Disk benchmarking is the process of running software that accurately measures transfer speeds under various disk access scenarios (sequential, random 4K, deep queue depth, etc.). The aim is to produce figures in MBps that summarize the speed characteristics of a disk.
There are a plenty of software options available for CentOS 7, which you can easily install and run to to benchmark your server drives.
We assume that there are two kind of parameters that give a complete overview in disk benchmarking:
- IOPS (I/O Per Second)
- Latency
In this article we will explain how to measure IOPS with fio, and disk latency with IOPing on a basic RHEL 7 system.
Let’s install FIO:
# yum install fio
If nothing happens, you should link a repo:
# wget https://mirrors.n-ix.net/fedora-epel/epel-release-latest-7.noarch.rpm # yum localinstall epel-release-latest-7.noarch.rpm
Request FIO to test with following command and parameters:
fio --randrepeat=1 --ioengine=libaio --direct=1 --gtod_reduce=1 --name=test --filename=random_read_write.fio --bs=4k --iodepth=64 --size=4G --readwrite=randrw --rwmixread=75 test: (g=0): rw=randrw, bs=(R) 4096B-4096B, (W) 4096B-4096B, (T) 4096B-4096B, ioengine=libaio, iodepth=64 fio-3.1
The server will start creating 4Gb file and do read/write procedures. When testing will be done, check the report.

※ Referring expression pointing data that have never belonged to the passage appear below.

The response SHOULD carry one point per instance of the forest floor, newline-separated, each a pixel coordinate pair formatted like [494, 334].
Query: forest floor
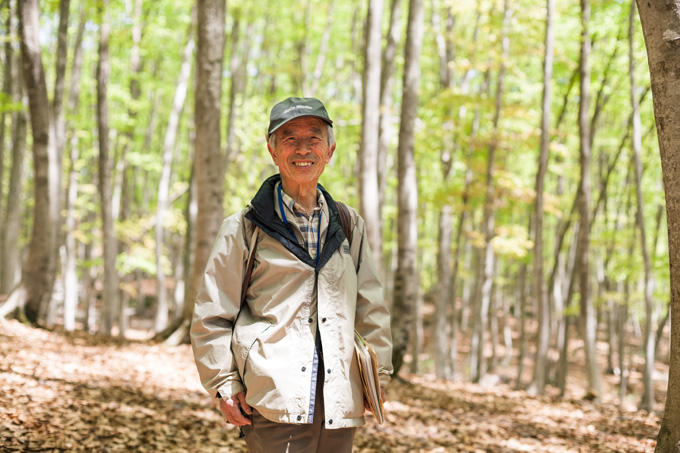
[75, 392]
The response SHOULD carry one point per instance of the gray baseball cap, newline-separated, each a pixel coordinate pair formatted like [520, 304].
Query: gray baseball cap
[293, 108]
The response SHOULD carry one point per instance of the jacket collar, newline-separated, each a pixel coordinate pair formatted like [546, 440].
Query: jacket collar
[263, 214]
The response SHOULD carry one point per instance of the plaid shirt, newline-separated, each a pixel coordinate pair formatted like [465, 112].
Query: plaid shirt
[305, 226]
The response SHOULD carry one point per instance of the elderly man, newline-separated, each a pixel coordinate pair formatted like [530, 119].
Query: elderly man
[280, 353]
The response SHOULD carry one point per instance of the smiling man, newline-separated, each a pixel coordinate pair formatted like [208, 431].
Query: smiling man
[283, 291]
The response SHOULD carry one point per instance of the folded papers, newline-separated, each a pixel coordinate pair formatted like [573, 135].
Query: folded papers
[368, 369]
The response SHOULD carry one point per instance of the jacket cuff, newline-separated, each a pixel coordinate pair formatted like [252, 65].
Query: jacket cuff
[385, 378]
[229, 389]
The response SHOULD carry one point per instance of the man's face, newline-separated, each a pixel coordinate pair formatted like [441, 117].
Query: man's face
[302, 150]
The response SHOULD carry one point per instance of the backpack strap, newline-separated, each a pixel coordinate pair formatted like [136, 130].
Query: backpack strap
[345, 220]
[249, 267]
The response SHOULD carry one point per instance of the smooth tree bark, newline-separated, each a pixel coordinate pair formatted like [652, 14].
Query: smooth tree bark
[387, 110]
[406, 279]
[181, 89]
[661, 27]
[110, 297]
[543, 338]
[444, 299]
[486, 264]
[369, 206]
[208, 161]
[9, 241]
[8, 66]
[588, 321]
[647, 402]
[69, 267]
[37, 279]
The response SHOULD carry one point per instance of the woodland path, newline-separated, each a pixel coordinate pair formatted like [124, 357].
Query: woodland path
[76, 392]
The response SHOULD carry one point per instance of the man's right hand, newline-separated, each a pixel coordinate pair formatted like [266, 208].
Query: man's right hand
[233, 409]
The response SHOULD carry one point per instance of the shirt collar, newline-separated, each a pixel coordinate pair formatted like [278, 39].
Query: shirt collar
[295, 207]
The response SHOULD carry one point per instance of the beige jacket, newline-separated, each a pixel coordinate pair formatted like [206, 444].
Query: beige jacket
[267, 346]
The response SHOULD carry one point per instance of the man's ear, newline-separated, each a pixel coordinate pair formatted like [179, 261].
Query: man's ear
[272, 152]
[330, 153]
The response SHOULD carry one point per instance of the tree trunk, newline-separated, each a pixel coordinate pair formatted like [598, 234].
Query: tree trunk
[661, 27]
[110, 300]
[181, 89]
[442, 329]
[406, 279]
[486, 262]
[209, 166]
[69, 270]
[39, 272]
[387, 109]
[10, 251]
[323, 48]
[588, 321]
[647, 402]
[368, 151]
[543, 337]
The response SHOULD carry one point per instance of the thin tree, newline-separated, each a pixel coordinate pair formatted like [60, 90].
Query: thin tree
[406, 279]
[110, 299]
[647, 402]
[487, 259]
[542, 342]
[208, 161]
[368, 150]
[37, 279]
[587, 311]
[661, 26]
[164, 183]
[9, 241]
[69, 267]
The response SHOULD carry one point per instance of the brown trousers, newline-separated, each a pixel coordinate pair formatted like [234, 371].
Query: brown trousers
[265, 436]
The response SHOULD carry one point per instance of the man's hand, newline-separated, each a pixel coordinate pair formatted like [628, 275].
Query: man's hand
[235, 409]
[382, 397]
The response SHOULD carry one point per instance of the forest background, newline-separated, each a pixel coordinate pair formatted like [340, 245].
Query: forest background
[503, 153]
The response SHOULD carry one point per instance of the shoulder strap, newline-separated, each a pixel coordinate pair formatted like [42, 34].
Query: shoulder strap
[345, 220]
[249, 267]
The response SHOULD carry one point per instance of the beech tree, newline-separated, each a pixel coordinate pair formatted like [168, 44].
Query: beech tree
[405, 280]
[661, 27]
[37, 279]
[208, 161]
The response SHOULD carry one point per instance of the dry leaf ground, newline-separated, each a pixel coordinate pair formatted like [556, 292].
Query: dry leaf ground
[75, 392]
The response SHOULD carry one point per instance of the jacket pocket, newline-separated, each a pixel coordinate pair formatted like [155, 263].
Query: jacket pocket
[245, 361]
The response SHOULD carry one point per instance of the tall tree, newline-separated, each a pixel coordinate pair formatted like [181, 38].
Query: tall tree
[587, 311]
[368, 151]
[9, 241]
[406, 279]
[487, 259]
[208, 161]
[69, 267]
[164, 183]
[37, 279]
[647, 402]
[543, 339]
[661, 26]
[110, 299]
[441, 334]
[386, 108]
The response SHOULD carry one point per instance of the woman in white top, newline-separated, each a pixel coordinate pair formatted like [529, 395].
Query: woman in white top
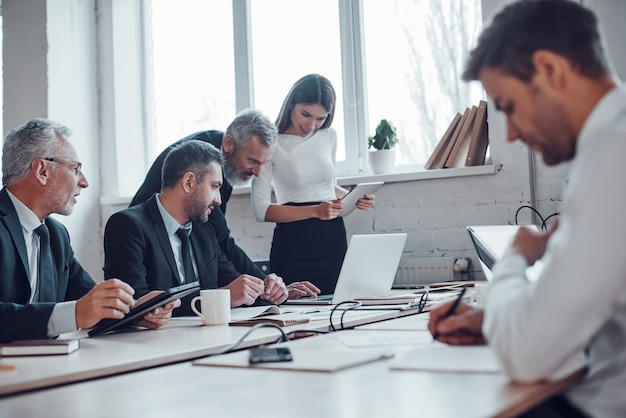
[309, 240]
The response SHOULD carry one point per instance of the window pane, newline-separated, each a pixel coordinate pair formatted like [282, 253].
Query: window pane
[291, 39]
[415, 51]
[193, 68]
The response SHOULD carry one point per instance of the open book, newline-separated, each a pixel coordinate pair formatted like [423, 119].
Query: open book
[258, 314]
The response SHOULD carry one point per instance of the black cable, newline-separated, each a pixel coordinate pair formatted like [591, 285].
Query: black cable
[544, 226]
[296, 331]
[257, 326]
[353, 303]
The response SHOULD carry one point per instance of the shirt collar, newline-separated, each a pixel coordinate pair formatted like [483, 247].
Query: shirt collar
[28, 220]
[171, 224]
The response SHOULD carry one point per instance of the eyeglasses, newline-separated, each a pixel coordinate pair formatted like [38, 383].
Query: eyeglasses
[77, 165]
[421, 304]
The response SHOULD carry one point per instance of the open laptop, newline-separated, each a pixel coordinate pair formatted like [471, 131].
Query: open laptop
[490, 242]
[368, 269]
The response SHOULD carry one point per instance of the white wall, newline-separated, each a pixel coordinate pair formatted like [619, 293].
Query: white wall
[435, 212]
[53, 73]
[50, 71]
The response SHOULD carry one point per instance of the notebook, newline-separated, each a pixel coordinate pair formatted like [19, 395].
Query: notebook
[490, 242]
[368, 269]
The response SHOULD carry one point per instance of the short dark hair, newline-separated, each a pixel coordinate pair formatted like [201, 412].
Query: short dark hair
[310, 89]
[522, 28]
[195, 156]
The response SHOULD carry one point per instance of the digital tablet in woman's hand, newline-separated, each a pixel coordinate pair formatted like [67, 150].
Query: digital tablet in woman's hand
[349, 200]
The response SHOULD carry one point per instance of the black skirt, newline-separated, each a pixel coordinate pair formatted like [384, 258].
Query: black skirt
[312, 249]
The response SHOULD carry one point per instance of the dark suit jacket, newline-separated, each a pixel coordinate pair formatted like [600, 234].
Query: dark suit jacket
[18, 318]
[137, 250]
[217, 220]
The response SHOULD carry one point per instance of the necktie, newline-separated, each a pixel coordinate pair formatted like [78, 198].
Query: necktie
[189, 274]
[45, 291]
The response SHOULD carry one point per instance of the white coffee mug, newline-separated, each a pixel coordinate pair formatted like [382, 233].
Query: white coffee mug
[215, 305]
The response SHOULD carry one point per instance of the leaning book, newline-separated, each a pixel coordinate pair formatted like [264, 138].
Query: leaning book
[39, 347]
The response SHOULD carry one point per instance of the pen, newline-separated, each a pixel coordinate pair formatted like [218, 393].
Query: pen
[453, 307]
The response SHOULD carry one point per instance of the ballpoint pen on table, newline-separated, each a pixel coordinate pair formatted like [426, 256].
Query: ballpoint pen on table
[453, 307]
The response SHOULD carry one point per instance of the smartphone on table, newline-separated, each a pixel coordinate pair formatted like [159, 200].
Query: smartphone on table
[269, 355]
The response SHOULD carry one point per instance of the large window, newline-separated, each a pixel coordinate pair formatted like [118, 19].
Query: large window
[193, 76]
[400, 60]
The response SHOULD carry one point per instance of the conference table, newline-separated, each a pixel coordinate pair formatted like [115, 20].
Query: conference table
[164, 372]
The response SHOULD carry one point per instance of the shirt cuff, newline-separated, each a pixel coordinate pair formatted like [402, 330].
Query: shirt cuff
[63, 319]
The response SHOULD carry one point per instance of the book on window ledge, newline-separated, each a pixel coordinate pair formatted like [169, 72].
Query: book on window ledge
[39, 347]
[268, 314]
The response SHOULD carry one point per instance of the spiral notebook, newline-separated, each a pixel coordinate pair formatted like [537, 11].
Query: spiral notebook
[272, 314]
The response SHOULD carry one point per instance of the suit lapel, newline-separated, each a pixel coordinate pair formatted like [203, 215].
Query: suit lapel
[8, 216]
[161, 233]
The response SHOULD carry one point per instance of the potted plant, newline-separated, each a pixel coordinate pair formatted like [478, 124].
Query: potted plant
[382, 155]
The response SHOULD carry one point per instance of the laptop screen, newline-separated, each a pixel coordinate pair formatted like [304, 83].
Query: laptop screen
[490, 243]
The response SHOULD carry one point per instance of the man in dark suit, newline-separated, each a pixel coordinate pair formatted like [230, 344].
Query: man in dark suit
[247, 144]
[145, 245]
[44, 291]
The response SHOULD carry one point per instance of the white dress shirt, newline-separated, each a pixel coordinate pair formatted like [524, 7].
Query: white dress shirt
[63, 317]
[301, 170]
[575, 314]
[171, 226]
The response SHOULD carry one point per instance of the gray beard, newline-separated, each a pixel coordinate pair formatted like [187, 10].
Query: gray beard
[232, 175]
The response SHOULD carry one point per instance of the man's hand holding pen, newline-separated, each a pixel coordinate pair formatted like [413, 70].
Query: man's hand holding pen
[462, 326]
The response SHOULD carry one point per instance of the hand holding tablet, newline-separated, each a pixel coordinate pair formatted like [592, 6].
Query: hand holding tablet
[352, 197]
[138, 311]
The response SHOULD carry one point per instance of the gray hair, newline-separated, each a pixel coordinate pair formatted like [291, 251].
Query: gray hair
[251, 122]
[37, 138]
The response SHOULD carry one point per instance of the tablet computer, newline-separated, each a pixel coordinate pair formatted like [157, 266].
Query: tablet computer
[138, 311]
[349, 199]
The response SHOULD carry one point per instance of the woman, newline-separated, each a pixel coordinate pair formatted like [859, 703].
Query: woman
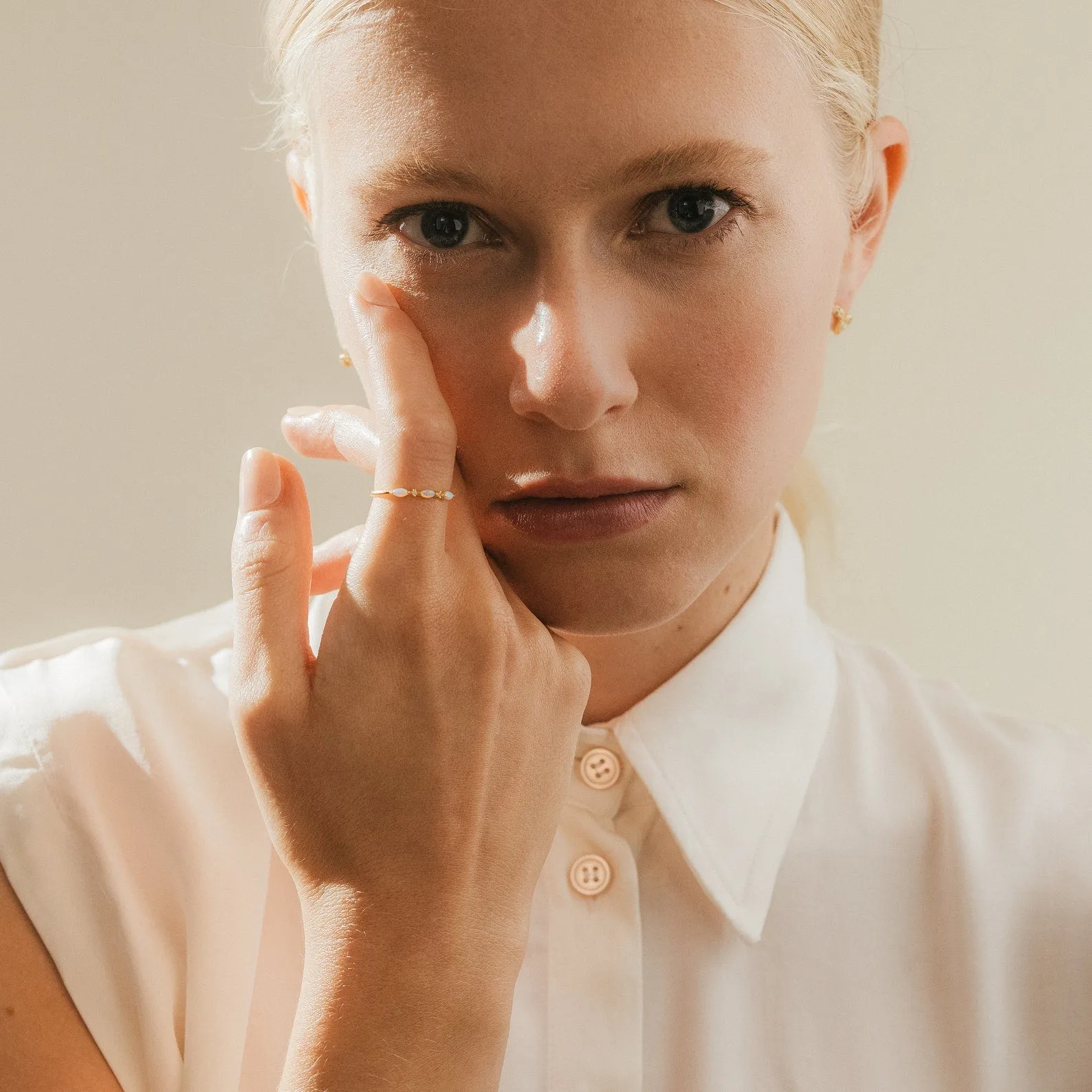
[576, 793]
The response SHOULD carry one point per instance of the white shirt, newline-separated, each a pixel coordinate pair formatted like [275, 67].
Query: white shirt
[827, 873]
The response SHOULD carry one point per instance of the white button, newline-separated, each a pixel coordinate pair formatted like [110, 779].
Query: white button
[590, 875]
[600, 768]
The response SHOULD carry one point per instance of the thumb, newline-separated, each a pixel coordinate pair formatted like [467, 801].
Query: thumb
[271, 577]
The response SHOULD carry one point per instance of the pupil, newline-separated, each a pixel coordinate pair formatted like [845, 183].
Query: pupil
[442, 228]
[691, 210]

In our case we have the following results:
test: Laying out IO file (1 file / 4096MiB) Jobs: 1 (f=1): [m(1)][100.0%][r=83.6MiB/s,w=27.8MiB/s][r=21.4k,w=7118 IOPS][eta 00m:00s] test: (groupid=0, jobs=1): err= 0: pid=16663: Thu Apr 04 23:43:45 2019 read: IOPS=20.7k, BW=80.9MiB/s (84.9MB/s)(3070MiB/37931msec) bw ( KiB/s): min=27808, max=88088, per=100.00%, avg=83084.92, stdev=10290.14, samples=75 iops : min= 6952, max=22022, avg=20770.96, stdev=2572.53, samples=75 write: IOPS=6924, BW=27.0MiB/s (28.4MB/s)(1026MiB/37931msec) bw ( KiB/s): min= 9248, max=29819, per=100.00%, avg=27762.60, stdev=3403.83, samples=75 iops : min= 2312, max= 7454, avg=6940.33, stdev=850.90, samples=75 cpu : usr=16.08%, sys=80.31%, ctx=2573, majf=0, minf=22 IO depths : 1=0.1%, 2=0.1%, 4=0.1%, 8=0.1%, 16=0.1%, 32=0.1%, >=64=100.0% submit : 0=0.0%, 4=100.0%, 8=0.0%, 16=0.0%, 32=0.0%, 64=0.0%, >=64=0.0% complete : 0=0.0%, 4=100.0%, 8=0.0%, 16=0.0%, 32=0.0%, 64=0.1%, >=64=0.0% issued rwt: total=785920,262656,0, short=0,0,0, dropped=0,0,0 latency : target=0, window=0, percentile=100.00%, depth=64 Run status group 0 (all jobs): READ: bw=80.9MiB/s (84.9MB/s), 80.9MiB/s-80.9MiB/s (84.9MB/s-84.9MB/s), io=3070MiB (3219MB), run=37931-37931msec WRITE: bw=27.0MiB/s (28.4MB/s), 27.0MiB/s-27.0MiB/s (28.4MB/s-28.4MB/s), io=1026MiB (1076MB), run=37931-37931msec Disk stats (read/write): md126: ios=784396/262219, merge=0/0, ticks=0/0, in_queue=0, util=0.00%, aggrios=392960/262739, aggrmerge=0/27, aggrticks=121303/62780, aggrin_queue=183628, aggrutil=98.81% sda: ios=417381/262739, merge=0/27, ticks=126959/28128, in_queue=154557, util=96.55% sdb: ios=368539/262739, merge=0/27, ticks=115648/97433, in_queue=212700, util=98.81%
After checking IOPS we will have to calculate latency rates. To run a latency checker install IOPing to the server:
# yum install ioping
Now execute the IOPing with option ‘-c 100’:
# ioping -c 100 .
* The [-c 100] option is the number request ioping will make
The output will show you results. Closing line in terminal is showing the latency rates of the server disk.
Finally in this articles we installed and checked 2 useful tools which can give information and performance of server disks (speed and latencies).